— Как чувствуете себя, уважаемый Рахим Хамед? Ничего не болит? — начал Батурин.
— Что? — переспросил пленный. Он не понял вопроса, не понял сострадания, равнодушный к случившемуся, готовый ко всему, что еще может случиться.
— Где живет и чем занимается? — спросил Березкин.
Батурин и так знал, чем занимается сидящий перед ним человек, чьи руки окаменели от бессчетных прикосновений к земле, прорывая арыки, киризы, перекапывая ее кетменем, возводя на ней саманные стены и изгороди. Земля осела в человеке серым прахом, сделала его земляным.
Отвечал он вяло, часто не понимал, переспрашивал. Будто Батурин говорил с ним на диалекте, и вопросы, самые простые, были ему непонятными, сложными.
Он жил в кишлаке Ланда-Нова и выращивал на маленьком поле тарьяк — конопляное семя, из которого изготавливали наркотик. Все окрестные кишлаки, подвластные мулле Акраму, выращивали тарьяк. В дни урожая приходили вооруженные люди и забирали коноплю, оставляя немного денег, на проживание, на муку, на керосин и одежду.
— Сколько приходит людей? — спросил Батурин.
— Как? — не понял крестьянин.
— Сколько муджахедов приходит в Ланда-Нову в дни урожая?
— Десять, а то и двенадцать, — ответил он.
Березкин спрашивал терпеливо, дотошно. Бывал ли тот в Мусакале. Знает ли, сколько в селении мечетей… Видел ли муллу Акрама. Встречался ли с отрядом молодого Махмудхана.
Батурин переводил, и его не покидало недоумение, странность своего присутствия здесь, в этом стальном закрытом контейнере, оставшемся от разграбленной разбитой машины. Унылый афганец, сидящий перед ним на полу. Две их сошедшиеся жизни, две пересекшиеся на мгновение судьбы.
Батурин — из северного русского города на берегу полноводной реки, города с заводами, кораблями, дымными верфями, с белым монастырем и храмом. Отец — военный, кочевавший всю жизнь по гарнизонам, прямодушный, пожалуй, слегка простоватый в суждениях.
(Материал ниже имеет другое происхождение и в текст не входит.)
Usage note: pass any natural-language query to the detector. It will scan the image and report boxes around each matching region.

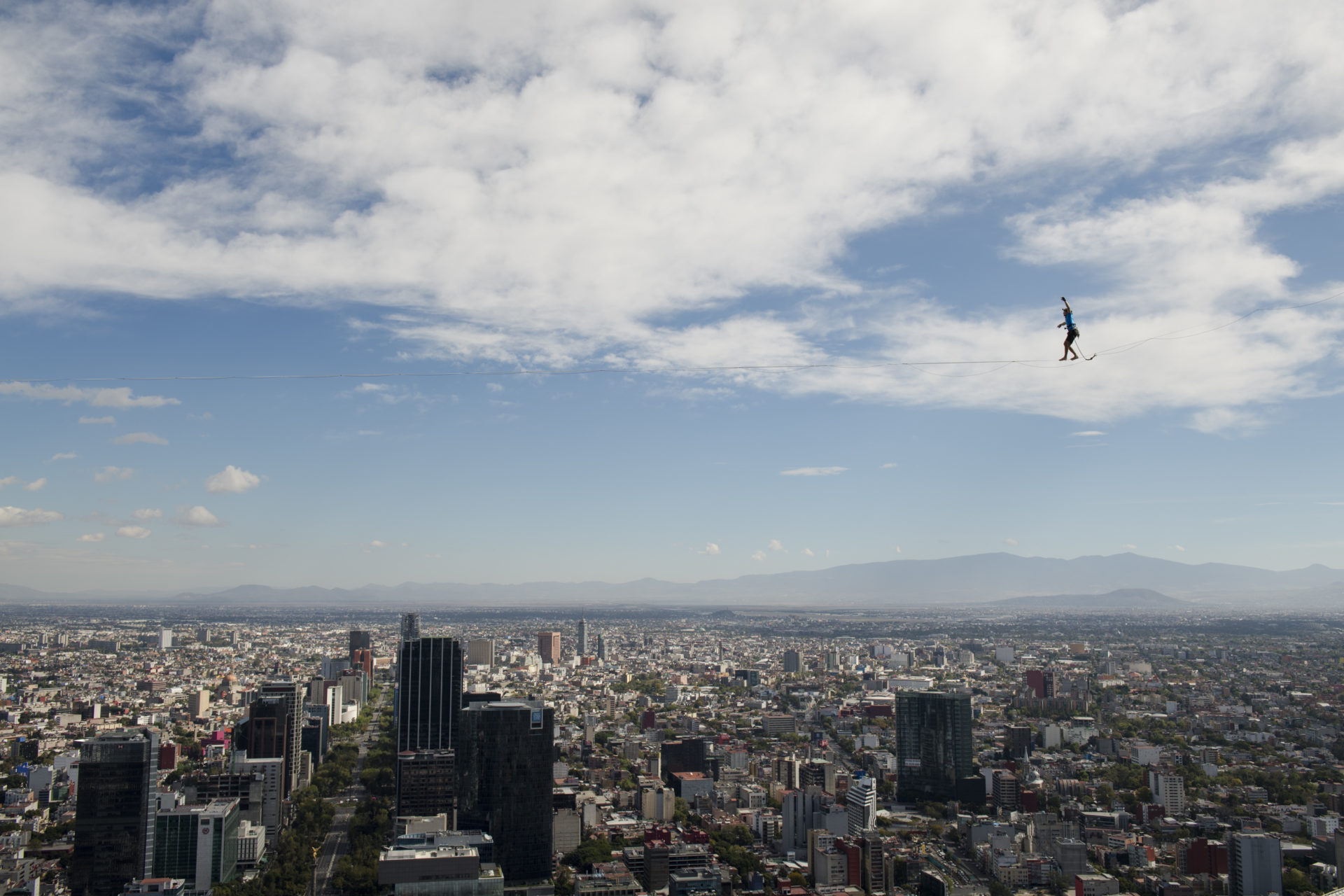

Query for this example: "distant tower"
[400,612,419,640]
[70,729,159,896]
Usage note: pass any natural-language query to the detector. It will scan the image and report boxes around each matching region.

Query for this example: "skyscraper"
[396,637,462,752]
[844,776,878,837]
[536,631,561,662]
[895,690,972,802]
[70,728,159,896]
[400,612,419,640]
[1231,832,1284,896]
[457,700,555,883]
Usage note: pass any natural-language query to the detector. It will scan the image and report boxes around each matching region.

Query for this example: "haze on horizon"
[0,0,1344,591]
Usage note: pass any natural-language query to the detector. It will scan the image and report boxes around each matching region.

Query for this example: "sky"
[0,0,1344,591]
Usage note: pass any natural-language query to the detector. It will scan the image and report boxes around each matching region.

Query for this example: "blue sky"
[0,3,1344,589]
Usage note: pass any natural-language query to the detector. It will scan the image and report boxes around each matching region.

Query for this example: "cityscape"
[0,0,1344,896]
[0,607,1344,896]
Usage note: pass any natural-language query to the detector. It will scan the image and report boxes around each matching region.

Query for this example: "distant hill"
[988,589,1198,611]
[0,554,1344,611]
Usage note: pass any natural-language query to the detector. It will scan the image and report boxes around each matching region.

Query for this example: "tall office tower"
[396,750,457,830]
[400,612,419,640]
[396,637,462,752]
[895,690,972,802]
[1231,832,1284,896]
[256,680,305,798]
[536,631,561,662]
[466,638,495,666]
[70,728,159,896]
[457,700,555,883]
[844,776,878,837]
[155,799,241,893]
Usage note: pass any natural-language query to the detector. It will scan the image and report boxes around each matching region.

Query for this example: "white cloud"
[0,386,181,407]
[174,504,225,526]
[0,506,66,528]
[111,433,168,444]
[206,463,260,494]
[0,0,1344,421]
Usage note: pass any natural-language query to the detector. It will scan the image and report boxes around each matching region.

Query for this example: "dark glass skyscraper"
[70,729,159,896]
[396,638,462,752]
[457,700,555,884]
[895,690,974,801]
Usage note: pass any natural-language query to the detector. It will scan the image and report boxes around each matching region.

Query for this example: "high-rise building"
[155,799,239,892]
[247,680,305,798]
[396,637,462,752]
[349,629,374,664]
[70,729,159,896]
[538,631,561,666]
[466,638,495,666]
[396,750,457,829]
[457,700,555,883]
[1231,832,1284,896]
[895,690,972,802]
[844,776,878,837]
[400,612,419,640]
[1148,771,1185,818]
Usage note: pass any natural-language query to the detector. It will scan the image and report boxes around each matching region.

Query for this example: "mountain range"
[0,554,1344,610]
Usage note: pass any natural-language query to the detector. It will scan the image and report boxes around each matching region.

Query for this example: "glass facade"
[457,700,555,886]
[895,690,974,801]
[70,729,159,896]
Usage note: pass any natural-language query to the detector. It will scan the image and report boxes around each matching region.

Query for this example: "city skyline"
[0,1,1344,591]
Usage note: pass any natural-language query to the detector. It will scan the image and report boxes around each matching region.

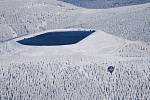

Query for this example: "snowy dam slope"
[0,0,150,100]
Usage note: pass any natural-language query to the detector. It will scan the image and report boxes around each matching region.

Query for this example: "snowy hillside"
[60,0,150,9]
[0,0,150,100]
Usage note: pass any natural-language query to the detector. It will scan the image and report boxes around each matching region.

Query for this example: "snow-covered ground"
[0,0,150,100]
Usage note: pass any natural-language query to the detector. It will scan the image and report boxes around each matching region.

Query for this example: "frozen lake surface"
[18,31,95,46]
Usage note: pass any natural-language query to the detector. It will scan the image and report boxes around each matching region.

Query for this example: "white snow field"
[0,0,150,100]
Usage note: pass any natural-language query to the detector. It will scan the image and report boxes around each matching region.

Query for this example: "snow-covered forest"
[0,0,150,100]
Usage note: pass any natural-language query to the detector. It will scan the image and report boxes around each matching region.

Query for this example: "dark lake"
[17,30,95,46]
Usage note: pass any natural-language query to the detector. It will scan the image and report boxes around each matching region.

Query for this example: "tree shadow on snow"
[17,30,95,46]
[59,0,150,9]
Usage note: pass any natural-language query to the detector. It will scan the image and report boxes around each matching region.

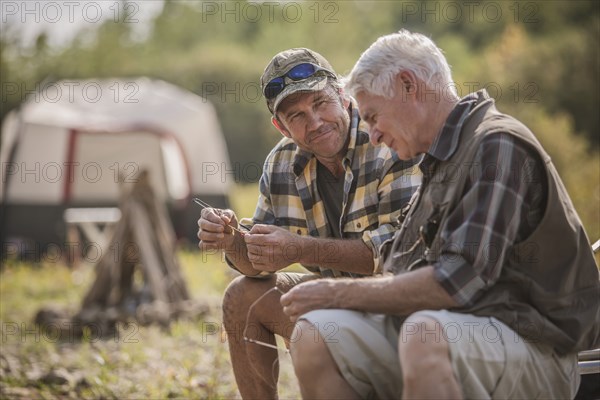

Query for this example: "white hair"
[344,29,456,99]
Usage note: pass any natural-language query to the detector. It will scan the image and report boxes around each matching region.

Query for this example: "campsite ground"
[0,187,299,399]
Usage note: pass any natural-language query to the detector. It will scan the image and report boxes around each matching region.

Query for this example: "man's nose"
[307,112,323,131]
[369,128,383,146]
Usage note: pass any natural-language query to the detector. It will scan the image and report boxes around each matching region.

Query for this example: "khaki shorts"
[301,310,579,399]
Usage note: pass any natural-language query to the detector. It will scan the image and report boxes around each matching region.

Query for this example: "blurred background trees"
[0,0,600,240]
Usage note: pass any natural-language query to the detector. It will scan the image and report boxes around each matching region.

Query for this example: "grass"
[0,187,300,399]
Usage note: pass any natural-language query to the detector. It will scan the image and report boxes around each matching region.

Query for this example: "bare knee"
[290,320,331,382]
[221,276,274,329]
[398,315,450,378]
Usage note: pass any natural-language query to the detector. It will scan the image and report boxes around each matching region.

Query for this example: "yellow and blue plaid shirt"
[252,107,421,277]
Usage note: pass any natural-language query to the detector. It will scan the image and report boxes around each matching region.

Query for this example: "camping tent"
[0,78,231,250]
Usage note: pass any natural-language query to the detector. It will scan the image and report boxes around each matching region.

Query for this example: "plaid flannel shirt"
[252,107,421,277]
[420,93,547,305]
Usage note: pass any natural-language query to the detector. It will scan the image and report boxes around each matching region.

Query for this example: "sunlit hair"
[344,29,456,98]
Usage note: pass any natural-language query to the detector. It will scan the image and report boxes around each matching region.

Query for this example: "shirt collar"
[427,93,479,161]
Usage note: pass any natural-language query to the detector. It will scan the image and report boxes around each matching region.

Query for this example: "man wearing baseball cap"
[198,48,420,398]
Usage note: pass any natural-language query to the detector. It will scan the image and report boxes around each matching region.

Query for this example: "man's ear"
[271,116,292,137]
[396,71,417,94]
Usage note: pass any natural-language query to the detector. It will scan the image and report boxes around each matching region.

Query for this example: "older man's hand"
[198,208,238,250]
[280,279,348,322]
[244,224,307,272]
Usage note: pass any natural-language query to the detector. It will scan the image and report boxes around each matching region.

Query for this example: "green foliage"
[0,0,600,239]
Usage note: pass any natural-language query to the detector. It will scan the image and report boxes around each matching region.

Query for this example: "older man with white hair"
[281,30,600,399]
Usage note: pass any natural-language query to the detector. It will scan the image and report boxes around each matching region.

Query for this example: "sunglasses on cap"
[263,63,335,100]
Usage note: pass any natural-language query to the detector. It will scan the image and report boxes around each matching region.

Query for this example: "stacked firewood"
[68,172,206,327]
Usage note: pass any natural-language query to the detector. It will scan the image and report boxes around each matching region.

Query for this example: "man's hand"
[244,225,306,272]
[280,279,348,322]
[198,208,238,250]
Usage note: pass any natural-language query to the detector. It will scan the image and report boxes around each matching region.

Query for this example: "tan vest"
[384,92,600,354]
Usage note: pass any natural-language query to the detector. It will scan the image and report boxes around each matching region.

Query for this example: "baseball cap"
[260,48,337,115]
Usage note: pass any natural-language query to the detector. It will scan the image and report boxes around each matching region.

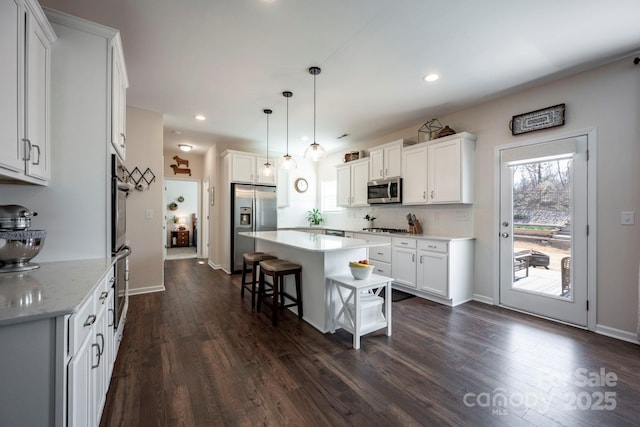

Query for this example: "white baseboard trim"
[595,325,640,344]
[129,284,165,295]
[473,294,495,305]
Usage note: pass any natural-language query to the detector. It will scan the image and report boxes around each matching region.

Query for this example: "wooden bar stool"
[257,259,302,326]
[240,252,276,307]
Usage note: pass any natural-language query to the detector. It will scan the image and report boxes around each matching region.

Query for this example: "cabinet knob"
[22,138,31,162]
[31,144,40,166]
[82,314,96,326]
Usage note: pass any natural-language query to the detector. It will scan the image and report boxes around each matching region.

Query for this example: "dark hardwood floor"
[101,259,640,426]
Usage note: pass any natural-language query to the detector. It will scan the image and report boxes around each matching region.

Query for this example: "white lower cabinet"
[391,237,417,288]
[67,270,115,427]
[417,240,449,297]
[392,237,474,306]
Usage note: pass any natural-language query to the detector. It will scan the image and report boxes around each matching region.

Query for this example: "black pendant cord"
[263,108,273,165]
[313,70,316,144]
[282,90,293,157]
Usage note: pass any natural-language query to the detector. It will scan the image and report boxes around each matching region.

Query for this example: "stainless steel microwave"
[367,178,402,205]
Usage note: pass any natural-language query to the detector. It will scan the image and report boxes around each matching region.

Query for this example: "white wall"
[319,57,640,339]
[125,107,164,293]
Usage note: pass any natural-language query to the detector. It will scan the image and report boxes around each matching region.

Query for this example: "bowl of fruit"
[349,259,373,280]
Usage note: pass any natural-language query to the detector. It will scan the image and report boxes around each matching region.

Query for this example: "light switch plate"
[620,211,636,225]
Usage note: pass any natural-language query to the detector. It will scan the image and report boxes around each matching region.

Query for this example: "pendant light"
[280,90,298,171]
[260,108,274,176]
[304,67,327,162]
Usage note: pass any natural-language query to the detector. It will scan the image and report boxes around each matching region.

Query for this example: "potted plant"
[307,208,324,225]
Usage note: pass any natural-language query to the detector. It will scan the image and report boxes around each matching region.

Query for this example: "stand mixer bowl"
[0,230,47,271]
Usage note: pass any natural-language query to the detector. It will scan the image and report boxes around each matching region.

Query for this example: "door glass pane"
[510,157,573,299]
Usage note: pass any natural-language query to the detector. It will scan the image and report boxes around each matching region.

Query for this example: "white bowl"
[349,265,373,280]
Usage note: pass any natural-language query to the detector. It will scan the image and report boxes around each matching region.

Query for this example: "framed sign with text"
[510,104,565,135]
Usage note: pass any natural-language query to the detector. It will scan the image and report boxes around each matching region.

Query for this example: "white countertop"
[279,227,475,241]
[0,258,113,326]
[239,230,390,252]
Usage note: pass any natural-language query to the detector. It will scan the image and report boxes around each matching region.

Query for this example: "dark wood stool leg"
[256,269,264,311]
[250,261,260,308]
[296,271,302,319]
[272,270,280,326]
[240,260,247,298]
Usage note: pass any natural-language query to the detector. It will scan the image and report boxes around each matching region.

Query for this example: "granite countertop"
[239,230,390,252]
[0,258,114,326]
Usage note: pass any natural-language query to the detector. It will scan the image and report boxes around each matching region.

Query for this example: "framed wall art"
[509,104,565,135]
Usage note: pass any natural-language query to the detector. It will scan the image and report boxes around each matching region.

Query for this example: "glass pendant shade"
[278,90,298,171]
[258,108,275,176]
[304,67,327,162]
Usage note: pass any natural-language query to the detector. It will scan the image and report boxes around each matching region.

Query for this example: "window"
[320,181,342,212]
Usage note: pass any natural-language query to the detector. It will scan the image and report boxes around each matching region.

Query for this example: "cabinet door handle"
[96,334,104,356]
[82,314,96,326]
[22,138,31,162]
[31,144,40,166]
[100,291,109,304]
[91,343,102,369]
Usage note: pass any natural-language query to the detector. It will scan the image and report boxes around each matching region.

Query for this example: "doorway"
[498,135,589,327]
[164,179,201,259]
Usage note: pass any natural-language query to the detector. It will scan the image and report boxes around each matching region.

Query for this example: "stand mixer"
[0,205,47,273]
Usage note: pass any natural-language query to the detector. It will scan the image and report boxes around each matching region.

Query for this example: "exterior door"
[499,136,588,326]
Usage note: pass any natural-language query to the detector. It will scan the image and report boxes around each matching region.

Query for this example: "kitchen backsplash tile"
[323,205,473,237]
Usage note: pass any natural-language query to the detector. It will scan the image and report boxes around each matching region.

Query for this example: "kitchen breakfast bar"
[240,230,391,333]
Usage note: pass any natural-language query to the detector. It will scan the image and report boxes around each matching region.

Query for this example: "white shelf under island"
[240,230,390,333]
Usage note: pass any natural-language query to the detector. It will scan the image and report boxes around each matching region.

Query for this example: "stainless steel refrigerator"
[231,184,278,273]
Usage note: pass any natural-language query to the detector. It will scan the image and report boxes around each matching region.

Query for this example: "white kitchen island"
[240,230,390,333]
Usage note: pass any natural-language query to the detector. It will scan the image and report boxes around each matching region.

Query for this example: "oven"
[367,178,402,205]
[111,154,131,329]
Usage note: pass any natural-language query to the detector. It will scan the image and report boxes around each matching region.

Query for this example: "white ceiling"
[40,0,640,155]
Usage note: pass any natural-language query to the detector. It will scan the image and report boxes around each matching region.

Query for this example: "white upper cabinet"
[0,0,56,185]
[336,159,369,207]
[369,139,405,181]
[402,144,429,205]
[222,150,277,185]
[427,132,476,204]
[111,34,129,161]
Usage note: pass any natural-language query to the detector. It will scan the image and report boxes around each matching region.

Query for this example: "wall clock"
[293,178,309,193]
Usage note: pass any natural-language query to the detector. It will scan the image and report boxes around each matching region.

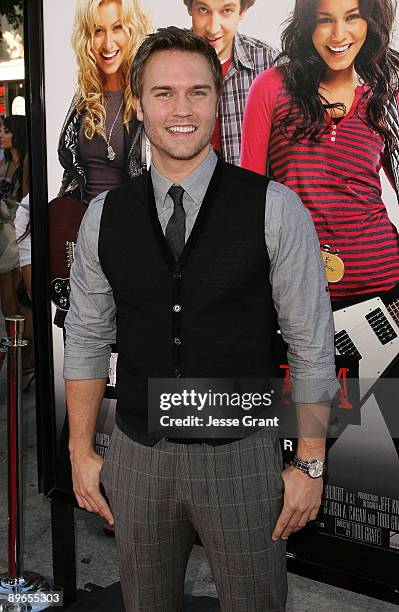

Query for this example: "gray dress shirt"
[64,151,339,403]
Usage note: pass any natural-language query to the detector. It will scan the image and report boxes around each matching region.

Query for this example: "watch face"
[308,461,324,478]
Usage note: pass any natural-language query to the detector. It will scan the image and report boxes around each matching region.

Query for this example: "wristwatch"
[291,455,326,478]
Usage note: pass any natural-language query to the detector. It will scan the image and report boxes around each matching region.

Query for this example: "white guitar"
[334,297,399,399]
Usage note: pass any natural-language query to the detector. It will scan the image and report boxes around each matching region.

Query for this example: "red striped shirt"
[241,68,399,299]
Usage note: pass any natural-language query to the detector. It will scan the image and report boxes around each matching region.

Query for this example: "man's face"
[136,50,218,170]
[188,0,245,62]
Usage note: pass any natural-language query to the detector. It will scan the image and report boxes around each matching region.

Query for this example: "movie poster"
[39,0,399,576]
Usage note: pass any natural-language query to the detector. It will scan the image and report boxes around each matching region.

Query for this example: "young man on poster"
[183,0,276,166]
[64,27,338,612]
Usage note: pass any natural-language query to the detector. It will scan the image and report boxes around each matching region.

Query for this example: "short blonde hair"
[72,0,151,139]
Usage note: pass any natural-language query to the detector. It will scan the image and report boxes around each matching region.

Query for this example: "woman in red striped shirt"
[241,0,399,300]
[241,0,399,435]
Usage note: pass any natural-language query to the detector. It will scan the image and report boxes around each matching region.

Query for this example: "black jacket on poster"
[58,94,146,201]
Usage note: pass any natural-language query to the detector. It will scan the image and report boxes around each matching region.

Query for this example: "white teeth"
[168,126,197,134]
[328,45,350,53]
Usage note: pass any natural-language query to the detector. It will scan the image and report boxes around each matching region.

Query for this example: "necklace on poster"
[107,100,123,161]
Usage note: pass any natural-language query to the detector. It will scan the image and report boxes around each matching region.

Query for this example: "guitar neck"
[387,299,399,327]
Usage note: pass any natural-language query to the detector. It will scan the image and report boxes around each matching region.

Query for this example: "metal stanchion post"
[0,315,50,612]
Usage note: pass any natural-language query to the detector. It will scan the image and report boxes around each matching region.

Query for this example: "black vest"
[98,161,276,444]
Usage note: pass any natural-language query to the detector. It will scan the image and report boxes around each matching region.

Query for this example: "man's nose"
[173,93,192,117]
[208,13,220,35]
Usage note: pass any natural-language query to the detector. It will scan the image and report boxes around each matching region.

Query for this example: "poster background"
[39,0,399,572]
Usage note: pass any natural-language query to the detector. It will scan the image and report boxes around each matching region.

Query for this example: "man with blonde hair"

Мать, увядшая до срока, прожившая жизнь среди топота марширующих рот, солдатских песен, уханья военных оркестров. Забыла свою музыкальную школу, диплом с отличием. Однажды он видел, как мать тайно достала из темного шкафа футляр, открыла, и на красном сафьяне, нежно-золотая, янтарная, лежала ее скрипка. Так и не решилась достать. Смотрела на беззвучные струны.
И — этот согбенный крестьянин, рожденный в поколениях земледельцев среди сиреневых гор, красноватых пашен, намазов и омовений, обреченный на тяжелый, завещанный богом труд до последнего вздоха, когда понесут его на каменистое взгорье и уложат в мелкую, посыпанную камнем могилу.
Две жизни сошлись на мгновение как малый эпизод азиатской войны и опять распадутся, не изменив ничего. Забудутся и канут в веках.
Пленный вяло отвечал, что в Мусакале есть несколько мечетей, а сколько — не помнит. В его родном кишлаке есть мечеть, но муллы больше нет, умер. Про муллу Акрама слыхал, что человек он хороший, воюет за ислам. Но сам его не видел. Про Махмудхана ничего не слыхал. Кто правит в Кабуле, не знает. Какой-то эмир или шах. Не женат. Живет с братом и о матерью. На жену не хватило денег.